Mass Assignment in Actix with Api Keys
Mass Assignment in Actix with Api Keys — how this specific combination creates or exposes the vulnerability
Mass Assignment occurs when an API binds incoming JSON directly to a data model without filtering which fields are permitted. In Actix, this commonly happens when a developer uses a handler that deserializes request bodies into a struct and then passes that struct to business logic or persistence without explicit field allowlisting. When Api Keys are used for authorization but not coupled with strict input scoping, the risk pattern intensifies: the key proves identity, but the endpoint may still accept unexpected fields that enable privilege escalation or data manipulation.

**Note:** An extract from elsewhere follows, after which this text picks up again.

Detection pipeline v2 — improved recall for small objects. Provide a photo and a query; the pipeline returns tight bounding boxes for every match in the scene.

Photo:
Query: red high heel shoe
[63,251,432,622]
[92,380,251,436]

Consider an Actix web service that identifies the caller via an Api Key header and then updates a user profile using a generic struct. If the struct includes fields such as is_admin, role, or permissions and these are not explicitly excluded from binding, an attacker who obtains or guesses a valid Api Key can modify these sensitive attributes simply by including them in the request payload. This is a BOLA/IDOR-like vector combined with Mass Assignment, where authorization is partially enforced (key-based) but object-level permissions are not validated against the submitted data.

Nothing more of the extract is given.